The race started triggering an exception when runtime USB support was added, and a check was added for the USB task recursing on itself from a Python handler function. This check can be incorrectly triggered by the race (as the flag that indicates the TinyUSB task is running is set by the other CPU).
The race is most commonly triggered when working from the interactive REPL, even a minimal running thread can trigger it. This commit adds a test case that triggers it in a different way (polling stdin from a thread).

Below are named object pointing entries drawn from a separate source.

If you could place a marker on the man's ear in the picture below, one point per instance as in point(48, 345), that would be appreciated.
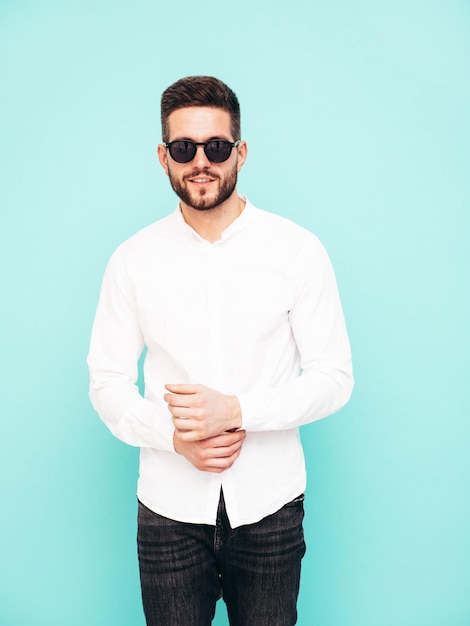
point(242, 154)
point(162, 154)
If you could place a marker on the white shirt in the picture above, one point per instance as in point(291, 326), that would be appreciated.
point(255, 314)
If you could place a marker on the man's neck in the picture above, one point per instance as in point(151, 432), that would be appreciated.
point(211, 223)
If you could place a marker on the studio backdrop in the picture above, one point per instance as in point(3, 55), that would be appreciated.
point(356, 116)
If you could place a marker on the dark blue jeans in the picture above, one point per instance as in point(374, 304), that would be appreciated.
point(186, 568)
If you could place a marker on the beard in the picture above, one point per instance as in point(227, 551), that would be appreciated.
point(202, 201)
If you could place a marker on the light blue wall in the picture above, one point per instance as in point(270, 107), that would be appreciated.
point(357, 118)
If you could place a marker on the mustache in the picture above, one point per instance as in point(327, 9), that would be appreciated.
point(205, 171)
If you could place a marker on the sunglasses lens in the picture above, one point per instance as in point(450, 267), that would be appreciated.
point(182, 151)
point(218, 151)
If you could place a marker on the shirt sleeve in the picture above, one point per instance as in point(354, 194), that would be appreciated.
point(325, 380)
point(116, 345)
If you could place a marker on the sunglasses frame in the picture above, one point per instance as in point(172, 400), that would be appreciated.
point(232, 145)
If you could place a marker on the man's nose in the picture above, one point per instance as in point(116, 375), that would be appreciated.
point(200, 159)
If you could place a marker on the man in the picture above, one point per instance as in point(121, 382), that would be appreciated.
point(245, 338)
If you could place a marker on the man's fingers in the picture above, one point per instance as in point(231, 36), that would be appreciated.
point(182, 388)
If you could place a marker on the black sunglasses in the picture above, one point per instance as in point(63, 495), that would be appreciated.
point(216, 150)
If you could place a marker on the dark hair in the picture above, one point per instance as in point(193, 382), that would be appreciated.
point(200, 91)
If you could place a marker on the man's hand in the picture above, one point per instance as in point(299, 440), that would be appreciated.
point(211, 455)
point(201, 413)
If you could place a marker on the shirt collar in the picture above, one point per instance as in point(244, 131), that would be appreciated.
point(231, 230)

The root cause is that the scheduler on threaded ports without GIL can run on any thread, and creates potential for race conditions that are hard to avoid. So the first fix is to run all scheduler callbacks on the main thread if GIL disabled.

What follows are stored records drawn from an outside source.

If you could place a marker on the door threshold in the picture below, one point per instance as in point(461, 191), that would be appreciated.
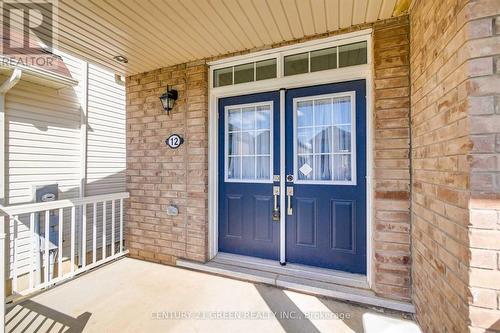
point(296, 282)
point(294, 270)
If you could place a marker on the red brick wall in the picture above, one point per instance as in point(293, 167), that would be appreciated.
point(391, 158)
point(158, 176)
point(483, 89)
point(454, 165)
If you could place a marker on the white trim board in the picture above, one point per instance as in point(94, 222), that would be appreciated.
point(302, 80)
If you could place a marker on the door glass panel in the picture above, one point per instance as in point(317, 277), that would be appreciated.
point(262, 119)
point(304, 113)
point(322, 168)
point(263, 171)
point(234, 119)
point(341, 111)
point(305, 163)
point(234, 170)
point(323, 112)
point(248, 118)
point(248, 143)
point(304, 140)
point(263, 144)
point(342, 139)
point(342, 170)
point(249, 147)
point(234, 143)
point(323, 139)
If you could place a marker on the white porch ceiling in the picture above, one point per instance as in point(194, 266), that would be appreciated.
point(154, 33)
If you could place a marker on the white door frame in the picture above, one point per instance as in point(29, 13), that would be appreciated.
point(288, 82)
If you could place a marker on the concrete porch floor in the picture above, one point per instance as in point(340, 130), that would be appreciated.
point(135, 296)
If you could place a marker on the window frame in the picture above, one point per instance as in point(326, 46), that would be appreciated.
point(280, 53)
point(271, 145)
point(353, 153)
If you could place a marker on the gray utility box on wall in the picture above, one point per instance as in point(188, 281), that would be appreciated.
point(46, 193)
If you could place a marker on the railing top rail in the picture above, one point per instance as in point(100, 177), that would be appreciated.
point(64, 203)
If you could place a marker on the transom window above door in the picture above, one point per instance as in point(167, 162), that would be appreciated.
point(248, 148)
point(324, 139)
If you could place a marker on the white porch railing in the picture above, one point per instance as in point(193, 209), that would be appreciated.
point(42, 247)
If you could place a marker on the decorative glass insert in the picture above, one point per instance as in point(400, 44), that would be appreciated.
point(223, 76)
point(323, 140)
point(352, 54)
point(244, 73)
point(265, 69)
point(248, 148)
point(324, 59)
point(297, 64)
point(249, 72)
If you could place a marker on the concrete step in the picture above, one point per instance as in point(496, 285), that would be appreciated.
point(298, 283)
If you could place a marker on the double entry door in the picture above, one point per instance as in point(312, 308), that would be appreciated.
point(318, 164)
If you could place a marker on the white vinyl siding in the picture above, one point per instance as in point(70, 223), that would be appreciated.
point(106, 134)
point(105, 147)
point(44, 145)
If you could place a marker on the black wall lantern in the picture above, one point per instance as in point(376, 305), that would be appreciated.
point(168, 99)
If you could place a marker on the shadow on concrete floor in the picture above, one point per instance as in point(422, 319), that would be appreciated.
point(290, 317)
point(29, 316)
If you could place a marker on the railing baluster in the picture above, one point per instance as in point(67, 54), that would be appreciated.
point(32, 251)
point(84, 235)
point(72, 260)
point(94, 233)
point(47, 243)
point(113, 227)
point(103, 230)
point(14, 253)
point(59, 243)
point(39, 261)
point(121, 225)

The secondary fix is not to run the TinyUSB task when polled from another task, if the GIL is disabled. Instead we schedule the TinyUSB task to run on the main thread.
Closes #15390.
Trade-offs and Alternatives
Could make the scheduler always only run on the main thread, but with the GIL this has quite an impact on scheduler latency - and isn't necessary for correct behaviour. There is a branch linked from a comment below that mostly works around this, but it's a more complex change (and will still have higher latency than running the callback immediately in whatever thread is currently holding the GIL).
Testing
- Ran all thread tests, including the new test case, on rp2 port with and without
MICROPY_HW_ENABLE_USB_RUNTIME_DEVICEset, verified no longer raises an exception. - Ran all thread tests on esp32 port, verified no regression when GIL enabled.
This work was funded through GitHub Sponsors.